Design: Follow-up study.
Setting: A newly established fistula clinic (2004) at Gimbie Adventist Hospital, a 71-bedded district general hospital in West Wollega Zone, in rural Western Ethiopia.
Population: Thirty-eight women (86%) of 44 who had undergone fistula repair were identified in their community.
Methods: Community-based structured interviews 14-28 months following fistula repair, using a customised questionnaire addressing urinary health, reproductive health and quality of life.

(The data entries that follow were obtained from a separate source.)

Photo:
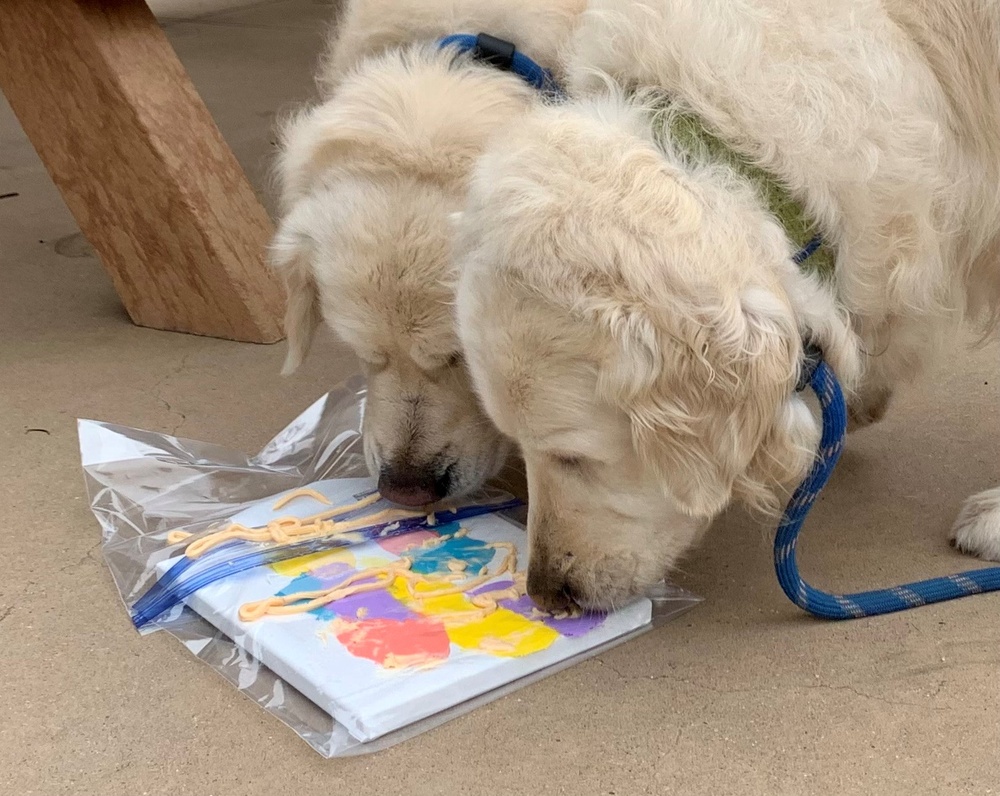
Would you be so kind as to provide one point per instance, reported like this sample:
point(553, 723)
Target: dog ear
point(705, 386)
point(291, 254)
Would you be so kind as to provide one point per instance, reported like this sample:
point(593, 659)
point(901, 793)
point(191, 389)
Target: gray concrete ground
point(743, 695)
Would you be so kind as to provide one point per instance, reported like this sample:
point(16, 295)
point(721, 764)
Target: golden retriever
point(632, 315)
point(368, 179)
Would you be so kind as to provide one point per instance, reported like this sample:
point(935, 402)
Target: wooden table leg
point(141, 165)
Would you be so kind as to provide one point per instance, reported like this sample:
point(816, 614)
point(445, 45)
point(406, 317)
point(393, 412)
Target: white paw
point(977, 529)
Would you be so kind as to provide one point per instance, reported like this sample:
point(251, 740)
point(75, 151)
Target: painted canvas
point(384, 633)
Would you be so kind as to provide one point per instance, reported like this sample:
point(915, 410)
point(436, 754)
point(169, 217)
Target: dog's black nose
point(412, 486)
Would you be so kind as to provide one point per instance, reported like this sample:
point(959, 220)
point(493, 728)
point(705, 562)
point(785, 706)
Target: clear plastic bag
point(143, 486)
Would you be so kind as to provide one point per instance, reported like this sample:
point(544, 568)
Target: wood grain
point(141, 165)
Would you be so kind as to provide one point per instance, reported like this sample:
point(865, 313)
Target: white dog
point(629, 305)
point(368, 180)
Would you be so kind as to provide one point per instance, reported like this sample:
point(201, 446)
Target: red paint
point(400, 642)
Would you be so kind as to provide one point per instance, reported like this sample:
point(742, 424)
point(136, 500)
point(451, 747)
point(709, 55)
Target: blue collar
point(504, 55)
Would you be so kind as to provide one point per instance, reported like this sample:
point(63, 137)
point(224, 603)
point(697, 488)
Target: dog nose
point(550, 593)
point(411, 486)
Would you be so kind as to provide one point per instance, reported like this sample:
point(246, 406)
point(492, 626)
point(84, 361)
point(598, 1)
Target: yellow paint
point(498, 631)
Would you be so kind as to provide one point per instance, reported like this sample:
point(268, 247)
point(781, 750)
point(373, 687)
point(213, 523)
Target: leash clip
point(495, 52)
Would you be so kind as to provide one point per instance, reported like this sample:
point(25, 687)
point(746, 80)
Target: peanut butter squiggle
point(294, 529)
point(304, 492)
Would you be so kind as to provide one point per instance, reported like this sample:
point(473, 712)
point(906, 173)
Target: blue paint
point(474, 552)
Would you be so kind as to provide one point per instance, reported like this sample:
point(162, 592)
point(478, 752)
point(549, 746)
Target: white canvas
point(379, 661)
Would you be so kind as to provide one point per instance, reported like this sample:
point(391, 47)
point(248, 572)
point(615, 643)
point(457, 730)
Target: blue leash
point(816, 374)
point(866, 603)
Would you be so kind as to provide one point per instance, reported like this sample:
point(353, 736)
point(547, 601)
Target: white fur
point(368, 180)
point(601, 251)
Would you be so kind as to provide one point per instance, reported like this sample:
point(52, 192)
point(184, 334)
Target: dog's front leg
point(977, 528)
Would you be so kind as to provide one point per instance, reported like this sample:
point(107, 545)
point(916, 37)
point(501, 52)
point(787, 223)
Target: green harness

Main outcome measures: Urinary health at follow up was assessed as completely dry, stress or urge incontinence, or fistula. King's Health Questionnaire was modified and used for the quality-of-life assessment.
Results: At follow up, 21 women (57%) were completely dry, 13 (35%) suffered from stress or urge incontinence and three (8%) had a persistent fistula. Surgery improved quality of life and facilitated social reintegration to a level comparable to that experienced before fistula development for both women who were dry and those with residual incontinence (P = 0.001). For women still suffering from fistula no change was seen (P = 0.1). Four women became pregnant following their surgery, among which there was one maternal death, three stillbirths and one re-occurrence of fistula.
Conclusion: Community-based, long-term follow up after fistula repair succeeded in Western rural Ethiopia. Despite one-third still suffering stress or urge incontinence, the women reported improved quality of life and social reintegration after fistula closure.